Menurutnya, perlindungan konsumen harus diiringi dengan komitmen nasabah untuk menyelesaikan kewajiban.
Friderica mengingatkan bahwa solusi terbaik untuk menghindari tekanan dari debt collector adalah dengan membayar utang tepat waktu atau mengajukan restrukturisasi apabila menghadapi kendala keuangan.
Nasabah diharapkan proaktif berkomunikasi dengan pihak penyelenggara pinjol dan tidak lari dari tanggung jawab.
Namun, dia juga menekankan bahwa keputusan akhir mengenai restrukturisasi tetap berada di tangan perusahaan keuangan. Oleh karena itu, proses negosiasi harus dilakukan secara terbuka dan dengan iktikad baik dari kedua belah pihak.

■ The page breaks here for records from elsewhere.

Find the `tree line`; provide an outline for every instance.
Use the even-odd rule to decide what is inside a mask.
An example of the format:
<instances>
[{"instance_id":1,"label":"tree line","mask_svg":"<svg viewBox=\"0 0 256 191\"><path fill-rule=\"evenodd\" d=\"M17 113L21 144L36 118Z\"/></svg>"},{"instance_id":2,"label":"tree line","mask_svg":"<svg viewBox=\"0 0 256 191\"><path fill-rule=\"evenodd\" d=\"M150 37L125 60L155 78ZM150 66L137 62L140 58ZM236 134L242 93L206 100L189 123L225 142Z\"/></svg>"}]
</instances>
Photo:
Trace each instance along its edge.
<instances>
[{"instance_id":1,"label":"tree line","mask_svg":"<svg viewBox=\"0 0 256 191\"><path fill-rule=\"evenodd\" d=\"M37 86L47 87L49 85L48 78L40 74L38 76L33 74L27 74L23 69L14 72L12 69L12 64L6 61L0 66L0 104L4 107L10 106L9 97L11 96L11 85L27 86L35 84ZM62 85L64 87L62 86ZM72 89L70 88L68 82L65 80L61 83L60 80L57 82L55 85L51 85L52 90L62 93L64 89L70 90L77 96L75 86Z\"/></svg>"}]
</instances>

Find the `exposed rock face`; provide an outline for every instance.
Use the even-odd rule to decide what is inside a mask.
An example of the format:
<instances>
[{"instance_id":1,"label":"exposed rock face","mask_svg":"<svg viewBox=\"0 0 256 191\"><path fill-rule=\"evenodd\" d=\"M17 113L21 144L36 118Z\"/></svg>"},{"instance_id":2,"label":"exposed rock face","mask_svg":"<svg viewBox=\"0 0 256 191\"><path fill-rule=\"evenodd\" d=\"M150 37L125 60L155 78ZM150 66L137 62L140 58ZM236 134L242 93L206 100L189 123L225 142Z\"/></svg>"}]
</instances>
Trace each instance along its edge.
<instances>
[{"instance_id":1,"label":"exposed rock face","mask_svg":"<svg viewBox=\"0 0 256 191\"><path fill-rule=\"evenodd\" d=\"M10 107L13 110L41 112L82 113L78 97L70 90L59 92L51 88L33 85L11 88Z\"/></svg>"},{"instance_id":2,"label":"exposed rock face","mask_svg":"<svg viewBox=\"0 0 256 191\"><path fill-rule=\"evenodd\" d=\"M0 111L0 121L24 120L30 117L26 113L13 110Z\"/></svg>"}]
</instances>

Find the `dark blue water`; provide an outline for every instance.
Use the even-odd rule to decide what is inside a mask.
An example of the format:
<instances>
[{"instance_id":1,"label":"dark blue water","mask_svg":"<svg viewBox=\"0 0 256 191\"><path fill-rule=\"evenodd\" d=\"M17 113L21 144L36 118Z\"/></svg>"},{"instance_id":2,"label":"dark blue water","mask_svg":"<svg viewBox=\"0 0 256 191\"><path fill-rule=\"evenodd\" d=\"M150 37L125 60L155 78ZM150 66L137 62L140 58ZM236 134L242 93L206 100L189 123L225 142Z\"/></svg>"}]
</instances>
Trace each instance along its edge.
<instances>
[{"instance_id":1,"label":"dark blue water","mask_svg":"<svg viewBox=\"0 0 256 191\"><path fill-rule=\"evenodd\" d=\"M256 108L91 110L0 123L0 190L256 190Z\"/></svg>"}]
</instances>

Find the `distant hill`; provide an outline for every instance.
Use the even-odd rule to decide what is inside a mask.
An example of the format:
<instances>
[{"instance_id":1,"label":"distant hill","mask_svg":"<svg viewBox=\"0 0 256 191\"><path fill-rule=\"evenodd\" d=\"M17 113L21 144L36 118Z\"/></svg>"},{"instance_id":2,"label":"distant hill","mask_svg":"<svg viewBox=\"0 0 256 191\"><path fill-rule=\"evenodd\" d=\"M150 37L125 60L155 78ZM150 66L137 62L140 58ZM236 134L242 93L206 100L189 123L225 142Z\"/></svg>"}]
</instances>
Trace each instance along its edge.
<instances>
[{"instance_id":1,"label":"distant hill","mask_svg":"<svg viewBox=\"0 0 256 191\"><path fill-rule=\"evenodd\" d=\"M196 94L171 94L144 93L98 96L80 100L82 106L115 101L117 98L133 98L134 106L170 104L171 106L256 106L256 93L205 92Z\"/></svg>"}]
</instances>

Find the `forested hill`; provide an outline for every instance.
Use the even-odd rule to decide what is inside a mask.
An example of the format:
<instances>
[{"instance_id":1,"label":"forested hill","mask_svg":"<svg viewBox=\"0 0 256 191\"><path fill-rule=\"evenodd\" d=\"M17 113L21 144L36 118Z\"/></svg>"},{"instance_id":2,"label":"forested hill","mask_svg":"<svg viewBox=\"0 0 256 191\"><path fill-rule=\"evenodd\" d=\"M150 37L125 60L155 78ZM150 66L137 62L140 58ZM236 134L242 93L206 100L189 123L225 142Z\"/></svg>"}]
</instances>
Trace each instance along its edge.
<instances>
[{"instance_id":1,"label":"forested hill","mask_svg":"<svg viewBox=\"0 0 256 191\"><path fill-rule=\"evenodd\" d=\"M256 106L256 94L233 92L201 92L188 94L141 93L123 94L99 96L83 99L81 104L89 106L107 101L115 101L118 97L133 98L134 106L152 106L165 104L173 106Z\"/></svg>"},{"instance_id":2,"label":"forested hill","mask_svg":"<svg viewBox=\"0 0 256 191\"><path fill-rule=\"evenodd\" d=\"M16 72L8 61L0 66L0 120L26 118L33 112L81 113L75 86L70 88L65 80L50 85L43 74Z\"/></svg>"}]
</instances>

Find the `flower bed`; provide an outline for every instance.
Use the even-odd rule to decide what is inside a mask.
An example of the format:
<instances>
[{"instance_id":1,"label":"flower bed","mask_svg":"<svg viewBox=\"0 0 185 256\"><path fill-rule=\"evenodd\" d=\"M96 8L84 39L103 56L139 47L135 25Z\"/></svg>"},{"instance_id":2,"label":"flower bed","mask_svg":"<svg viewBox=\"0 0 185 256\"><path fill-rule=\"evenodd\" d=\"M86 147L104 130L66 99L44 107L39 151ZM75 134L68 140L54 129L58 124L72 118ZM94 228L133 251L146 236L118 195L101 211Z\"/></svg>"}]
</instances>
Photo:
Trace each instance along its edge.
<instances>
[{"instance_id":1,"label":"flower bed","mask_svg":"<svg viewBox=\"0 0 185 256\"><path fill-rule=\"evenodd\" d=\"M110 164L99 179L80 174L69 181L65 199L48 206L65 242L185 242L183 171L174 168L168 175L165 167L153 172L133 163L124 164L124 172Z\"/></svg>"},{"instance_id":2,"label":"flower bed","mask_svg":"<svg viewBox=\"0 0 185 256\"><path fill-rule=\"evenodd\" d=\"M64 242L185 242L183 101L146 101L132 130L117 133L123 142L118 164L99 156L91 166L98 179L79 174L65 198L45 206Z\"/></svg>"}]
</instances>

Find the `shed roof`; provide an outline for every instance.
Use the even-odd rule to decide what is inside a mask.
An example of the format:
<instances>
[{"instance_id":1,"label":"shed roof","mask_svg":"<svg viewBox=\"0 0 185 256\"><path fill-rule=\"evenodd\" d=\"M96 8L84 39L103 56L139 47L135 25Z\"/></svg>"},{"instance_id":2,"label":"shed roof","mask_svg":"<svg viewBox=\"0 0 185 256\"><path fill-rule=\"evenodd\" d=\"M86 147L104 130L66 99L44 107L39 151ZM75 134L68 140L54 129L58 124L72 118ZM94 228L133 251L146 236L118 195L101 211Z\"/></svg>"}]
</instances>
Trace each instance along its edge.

OJK Tidak Lindungi Konsumen Nakal
Dalam banyak kasus, OJK kerap menerima aduan dari masyarakat terkait ancaman debt collector. Namun, OJK juga secara tegas menyatakan tidak akan memberikan perlindungan kepada konsumen yang memang tidak beritikad baik dalam menyelesaikan utang.
Konsumen yang sejak awal berniat menghindar atau melakukan pinjaman secara tidak bertanggung jawab juga dapat dikenakan sanksi.
Dengan demikian, aspek etika, kejujuran, dan komunikasi menjadi komponen kunci dalam membangun hubungan antara nasabah dan penyelenggara layanan pinjol.